Una de las cosas que me llamaron la atención cuando conocí a Jorge Teillier fue una frase que vine a comprender mucho después: lo más importante en literatura es la distancia, dijo. Era una frase pronunciada al azar, entre muchos otros temas de los que hablamos en esa ocasión. Yo era entonces un liceano e intentaba, con algunos amigos, armar el primer número de una revista literaria (y liceana) que al final tuvo dos (quizás tres). Pero lo que cuenta aquí no es la nostalgia de la adolescencia, sino esa frase: lo importante en literatura es la distancia.
Nosotros habíamos leído a Jorge Teillier, para mí era un gran poeta y él no sólo había aceptado darnos una entrevista, sino que además había venido, a pie, hasta la casa de uno de nosotros y lo teníamos allí, hablando de poesía y de la vida o de su vida, mientras bebía a sorbos lentos una botella de vino, como si hubiese estado conversando con un grupo de amigos en algún bar de provincias. Intimidado, entonces, porque era la primera vez que tenía un poeta frente a mí, uno verdadero, no un aspirante como éramos nosotros, no me atreví a preguntarle qué había querido decir exactamente, ¿qué entendía por distancia? Claro, a los dieciséis o diecisiete años todo es inmediatez, quizás por eso es muy difícil que un adolescente, por empecinado lector que sea, pueda entender a Proust (de hecho, yo llegué a Proust mucho después, por Modiano, que es una especie de Proust moderno) o a Kafka.

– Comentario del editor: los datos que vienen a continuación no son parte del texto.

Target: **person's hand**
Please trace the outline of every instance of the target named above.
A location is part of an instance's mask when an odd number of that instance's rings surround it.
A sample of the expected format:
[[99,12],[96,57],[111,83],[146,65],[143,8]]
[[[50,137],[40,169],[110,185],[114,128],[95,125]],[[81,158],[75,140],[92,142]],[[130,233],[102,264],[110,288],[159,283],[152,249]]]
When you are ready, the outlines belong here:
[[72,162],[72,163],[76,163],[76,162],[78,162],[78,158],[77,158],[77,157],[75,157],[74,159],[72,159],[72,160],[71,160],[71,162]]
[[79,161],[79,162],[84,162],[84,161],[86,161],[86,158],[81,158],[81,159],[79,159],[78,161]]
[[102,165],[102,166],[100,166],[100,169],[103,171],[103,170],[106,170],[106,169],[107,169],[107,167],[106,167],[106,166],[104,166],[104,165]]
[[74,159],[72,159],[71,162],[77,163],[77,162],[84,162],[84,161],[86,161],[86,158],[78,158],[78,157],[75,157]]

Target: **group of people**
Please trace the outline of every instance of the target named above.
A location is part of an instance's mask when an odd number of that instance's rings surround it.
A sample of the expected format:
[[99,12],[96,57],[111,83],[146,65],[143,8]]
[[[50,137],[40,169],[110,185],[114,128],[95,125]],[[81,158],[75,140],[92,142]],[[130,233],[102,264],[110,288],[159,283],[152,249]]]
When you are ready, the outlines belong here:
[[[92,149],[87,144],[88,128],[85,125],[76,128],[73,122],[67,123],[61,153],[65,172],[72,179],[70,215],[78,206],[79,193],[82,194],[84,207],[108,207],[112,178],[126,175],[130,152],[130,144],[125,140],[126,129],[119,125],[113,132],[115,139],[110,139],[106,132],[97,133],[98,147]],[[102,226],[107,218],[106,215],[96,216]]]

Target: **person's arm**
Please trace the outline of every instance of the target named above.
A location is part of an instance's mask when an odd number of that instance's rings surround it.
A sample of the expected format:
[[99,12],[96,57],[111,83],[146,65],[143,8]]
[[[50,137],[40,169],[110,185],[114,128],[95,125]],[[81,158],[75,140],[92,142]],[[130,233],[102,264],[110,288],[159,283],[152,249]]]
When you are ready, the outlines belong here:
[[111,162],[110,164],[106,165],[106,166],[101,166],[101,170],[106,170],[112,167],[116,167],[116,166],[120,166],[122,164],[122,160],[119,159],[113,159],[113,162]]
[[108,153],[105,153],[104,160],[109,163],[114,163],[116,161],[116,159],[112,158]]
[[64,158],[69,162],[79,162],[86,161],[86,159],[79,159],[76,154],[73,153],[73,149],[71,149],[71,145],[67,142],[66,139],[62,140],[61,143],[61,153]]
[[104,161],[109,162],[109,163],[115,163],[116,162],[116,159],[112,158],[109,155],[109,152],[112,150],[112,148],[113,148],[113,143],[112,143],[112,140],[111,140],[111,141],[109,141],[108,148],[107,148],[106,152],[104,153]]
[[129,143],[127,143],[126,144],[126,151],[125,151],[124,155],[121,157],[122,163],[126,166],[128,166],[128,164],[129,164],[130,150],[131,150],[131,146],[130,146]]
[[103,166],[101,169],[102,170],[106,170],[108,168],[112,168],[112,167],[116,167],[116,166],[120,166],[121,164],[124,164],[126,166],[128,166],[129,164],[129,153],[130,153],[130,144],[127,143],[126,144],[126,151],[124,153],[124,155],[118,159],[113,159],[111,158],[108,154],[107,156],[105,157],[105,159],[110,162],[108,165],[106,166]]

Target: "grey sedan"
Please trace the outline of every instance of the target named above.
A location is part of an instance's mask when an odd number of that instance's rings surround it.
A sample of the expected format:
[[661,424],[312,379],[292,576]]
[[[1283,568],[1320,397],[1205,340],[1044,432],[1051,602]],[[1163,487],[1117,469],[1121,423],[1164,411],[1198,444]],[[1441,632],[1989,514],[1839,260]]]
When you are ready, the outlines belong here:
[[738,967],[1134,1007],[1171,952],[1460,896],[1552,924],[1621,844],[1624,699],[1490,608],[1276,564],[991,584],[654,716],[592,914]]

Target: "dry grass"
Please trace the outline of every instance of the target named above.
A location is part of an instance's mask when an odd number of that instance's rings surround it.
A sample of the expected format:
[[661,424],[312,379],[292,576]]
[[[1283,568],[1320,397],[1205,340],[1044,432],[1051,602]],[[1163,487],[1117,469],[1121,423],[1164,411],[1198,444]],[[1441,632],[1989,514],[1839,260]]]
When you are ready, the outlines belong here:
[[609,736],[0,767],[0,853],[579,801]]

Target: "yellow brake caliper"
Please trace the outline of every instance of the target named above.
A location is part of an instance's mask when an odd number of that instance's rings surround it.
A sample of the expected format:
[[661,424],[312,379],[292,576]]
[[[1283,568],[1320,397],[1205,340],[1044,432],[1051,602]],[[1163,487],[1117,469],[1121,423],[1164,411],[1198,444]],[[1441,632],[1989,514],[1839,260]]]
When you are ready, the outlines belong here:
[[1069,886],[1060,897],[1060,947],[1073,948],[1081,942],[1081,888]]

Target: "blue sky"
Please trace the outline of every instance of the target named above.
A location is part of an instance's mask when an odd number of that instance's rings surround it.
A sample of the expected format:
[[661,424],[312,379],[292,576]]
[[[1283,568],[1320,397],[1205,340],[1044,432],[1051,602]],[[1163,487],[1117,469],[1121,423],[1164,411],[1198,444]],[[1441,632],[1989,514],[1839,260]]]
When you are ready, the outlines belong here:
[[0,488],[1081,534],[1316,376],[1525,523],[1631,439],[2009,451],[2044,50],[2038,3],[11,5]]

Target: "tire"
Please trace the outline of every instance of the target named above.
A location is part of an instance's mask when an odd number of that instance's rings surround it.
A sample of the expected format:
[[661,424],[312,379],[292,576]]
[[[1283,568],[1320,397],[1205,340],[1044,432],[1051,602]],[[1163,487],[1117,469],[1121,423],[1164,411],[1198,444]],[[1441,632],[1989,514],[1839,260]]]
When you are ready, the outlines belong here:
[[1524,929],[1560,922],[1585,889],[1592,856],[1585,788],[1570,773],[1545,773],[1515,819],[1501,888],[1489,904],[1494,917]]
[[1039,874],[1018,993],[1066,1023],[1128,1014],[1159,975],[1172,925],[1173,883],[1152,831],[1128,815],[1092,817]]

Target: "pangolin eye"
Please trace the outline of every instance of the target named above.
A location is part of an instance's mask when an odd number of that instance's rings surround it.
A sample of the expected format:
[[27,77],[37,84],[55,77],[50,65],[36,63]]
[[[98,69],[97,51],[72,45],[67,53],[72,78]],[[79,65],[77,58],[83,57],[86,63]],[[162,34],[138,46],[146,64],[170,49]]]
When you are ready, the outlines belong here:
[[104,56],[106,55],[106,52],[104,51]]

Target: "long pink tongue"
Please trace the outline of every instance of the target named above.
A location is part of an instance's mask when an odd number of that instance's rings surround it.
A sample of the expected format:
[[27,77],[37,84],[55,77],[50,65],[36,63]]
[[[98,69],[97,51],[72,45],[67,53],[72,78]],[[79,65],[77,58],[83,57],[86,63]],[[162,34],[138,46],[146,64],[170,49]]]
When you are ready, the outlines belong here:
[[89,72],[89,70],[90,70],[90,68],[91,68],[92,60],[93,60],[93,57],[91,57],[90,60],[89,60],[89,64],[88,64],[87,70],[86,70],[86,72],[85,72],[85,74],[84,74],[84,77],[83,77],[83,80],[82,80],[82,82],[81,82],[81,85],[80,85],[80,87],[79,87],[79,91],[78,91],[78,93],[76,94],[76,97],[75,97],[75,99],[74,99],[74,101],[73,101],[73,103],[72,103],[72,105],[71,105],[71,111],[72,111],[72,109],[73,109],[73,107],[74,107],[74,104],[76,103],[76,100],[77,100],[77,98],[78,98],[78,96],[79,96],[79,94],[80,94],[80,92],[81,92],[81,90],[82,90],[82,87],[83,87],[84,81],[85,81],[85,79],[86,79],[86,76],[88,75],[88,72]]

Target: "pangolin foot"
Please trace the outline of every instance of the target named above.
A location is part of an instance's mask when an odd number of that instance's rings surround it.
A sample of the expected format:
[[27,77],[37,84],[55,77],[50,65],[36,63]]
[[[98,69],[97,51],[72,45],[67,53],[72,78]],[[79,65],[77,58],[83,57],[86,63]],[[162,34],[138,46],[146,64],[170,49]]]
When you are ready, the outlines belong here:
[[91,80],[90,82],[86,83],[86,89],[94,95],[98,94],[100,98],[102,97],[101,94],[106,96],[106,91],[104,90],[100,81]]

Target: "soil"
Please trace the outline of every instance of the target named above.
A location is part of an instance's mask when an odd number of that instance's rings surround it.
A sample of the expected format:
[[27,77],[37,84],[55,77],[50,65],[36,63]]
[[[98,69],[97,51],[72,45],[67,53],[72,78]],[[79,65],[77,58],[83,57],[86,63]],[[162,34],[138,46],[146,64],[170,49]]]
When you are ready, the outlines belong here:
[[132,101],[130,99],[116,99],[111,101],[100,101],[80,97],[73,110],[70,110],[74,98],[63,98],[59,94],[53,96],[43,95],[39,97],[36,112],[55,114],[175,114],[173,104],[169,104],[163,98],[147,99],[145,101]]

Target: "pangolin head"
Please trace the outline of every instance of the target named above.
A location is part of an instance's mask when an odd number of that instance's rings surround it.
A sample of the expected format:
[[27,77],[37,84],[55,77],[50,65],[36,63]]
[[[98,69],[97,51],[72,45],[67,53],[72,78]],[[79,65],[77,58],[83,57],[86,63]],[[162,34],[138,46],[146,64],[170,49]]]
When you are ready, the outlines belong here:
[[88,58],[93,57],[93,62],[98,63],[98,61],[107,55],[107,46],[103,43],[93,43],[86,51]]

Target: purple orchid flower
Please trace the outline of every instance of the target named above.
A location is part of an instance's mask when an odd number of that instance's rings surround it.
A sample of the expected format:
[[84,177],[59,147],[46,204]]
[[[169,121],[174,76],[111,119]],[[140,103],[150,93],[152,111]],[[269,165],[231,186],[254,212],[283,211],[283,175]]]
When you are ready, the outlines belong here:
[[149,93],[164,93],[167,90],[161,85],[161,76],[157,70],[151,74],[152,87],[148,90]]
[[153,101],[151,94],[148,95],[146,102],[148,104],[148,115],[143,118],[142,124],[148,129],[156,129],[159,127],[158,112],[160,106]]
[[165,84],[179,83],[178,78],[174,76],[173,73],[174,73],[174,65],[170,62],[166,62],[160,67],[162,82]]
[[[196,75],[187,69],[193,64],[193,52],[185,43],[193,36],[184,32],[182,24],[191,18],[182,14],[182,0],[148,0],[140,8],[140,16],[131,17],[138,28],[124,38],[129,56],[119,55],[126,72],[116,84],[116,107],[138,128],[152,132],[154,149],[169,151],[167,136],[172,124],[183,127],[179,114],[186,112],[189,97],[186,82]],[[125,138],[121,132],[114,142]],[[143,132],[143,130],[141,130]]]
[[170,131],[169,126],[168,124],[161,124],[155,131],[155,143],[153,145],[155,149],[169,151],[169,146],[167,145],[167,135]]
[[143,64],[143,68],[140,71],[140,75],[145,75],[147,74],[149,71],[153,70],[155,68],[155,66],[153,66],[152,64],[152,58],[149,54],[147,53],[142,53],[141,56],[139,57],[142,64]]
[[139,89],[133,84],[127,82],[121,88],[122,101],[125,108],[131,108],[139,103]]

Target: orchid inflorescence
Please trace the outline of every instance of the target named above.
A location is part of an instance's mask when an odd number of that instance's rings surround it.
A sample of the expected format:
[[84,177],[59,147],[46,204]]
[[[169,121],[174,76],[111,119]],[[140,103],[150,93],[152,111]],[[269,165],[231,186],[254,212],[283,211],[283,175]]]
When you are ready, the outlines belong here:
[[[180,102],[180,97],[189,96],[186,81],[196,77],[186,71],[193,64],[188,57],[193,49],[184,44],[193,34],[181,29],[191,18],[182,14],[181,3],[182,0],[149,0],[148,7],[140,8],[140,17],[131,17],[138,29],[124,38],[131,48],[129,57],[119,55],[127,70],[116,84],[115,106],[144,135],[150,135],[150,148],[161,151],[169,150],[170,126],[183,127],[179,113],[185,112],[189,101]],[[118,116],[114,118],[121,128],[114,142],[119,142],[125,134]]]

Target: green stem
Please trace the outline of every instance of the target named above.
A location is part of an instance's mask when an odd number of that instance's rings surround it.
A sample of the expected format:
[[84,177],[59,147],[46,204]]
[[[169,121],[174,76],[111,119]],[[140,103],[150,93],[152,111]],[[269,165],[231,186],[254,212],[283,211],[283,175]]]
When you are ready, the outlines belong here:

Pero no nos perdamos. La memoria es rara -y quien habla de distancia habla de memoria- porque fue muchísimos años después, conversando con mi amigo Javier Tomeo, que esa frase de Jorge Teillier vino a adquirir pleno sentido. Estábamos comiendo en un "chino" cerca de la Place d'Italie, y Javier, al enterarse de que había terminado el manuscrito de una novela, dijo: "Tú puedes haber escrito
La guerra y la paz o una buena mierda, nunca lo sabrás, mientras no esté publicada y no pase el tiempo. Tú no «tienes» la novela", agregó Javier. Y era cierto. Sólo entonces volvió a aparecer en mi cabeza, por esa química extraña entre lenguaje y memoria, la frase que Jorge había pronunciado como sin querer una tarde de mi adolescencia. De hecho, al releer ese manuscrito durante el verano, poco después de esa conversación con Javier, llegué a una conclusión definitiva: había escrito, en efecto, una buena mierda.
Volví a París en un estado de decepción o de depresión absoluta, pensando si valía la pena reescribir esa novela fallida o quizás era mejor olvidarla y embarcarme en otro proyecto. No había tomado aún una decisión, cuando me llamaron de Barcelona: ese manuscrito acababa de obtener el premio Biblioteca Breve. Pensé que se trataba de una broma de mal gusto y el editor tardó unos minutos en convencerme de que no se encontraba entre mis amigos barceloneses que se desternillaban de la risa mientras él me hablaba, sino que salía de la reunión del jurado que acababa de deliberar. Se me objetará que un premio, por importante que sea, no confirma la calidad literaria de una novela. Y eso es muy cierto. Pero en fin, es al menos una lectura externa y, hasta donde se puede, objetiva.
Con los años y las novelas sucesivas, uno aprende a manejar esa distancia, es decir que la respuesta a esa pregunta que, honestamente, todo escritor se hace al acabar un manuscrito -¿
La guerra y la paz o una buena mierda?- no sea quizás ni lo uno ni lo otro: el manuscrito, transformado en libro, es como un barquito de papel lanzado al vasto océano de la literatura; otros juzgarán, quizás cuándo, quizás dónde, quizás cómo. También se podrá pensar, desde una óptica más radical, que no tiene ningún sentido seguir agregando "barquitos de papel" al vasto océano de la literatura, que es una actitud espiritual pretenciosa y vana. Puede ser. Pero diría que eso tampoco le compete al escritor: el resorte íntimo del escritor es el deseo, nada más. Paul Ricoeur, citando a San Agustín, plantea que la aporía del tiempo sólo se supera agregándole al instante presente la memoria, el pasado, y el porvenir, el futuro. El trabajo del escritor quizás consista sólo en esto: conectar en el presente de la escritura la memoria con el porvenir; es decir, con la construcción de otro texto.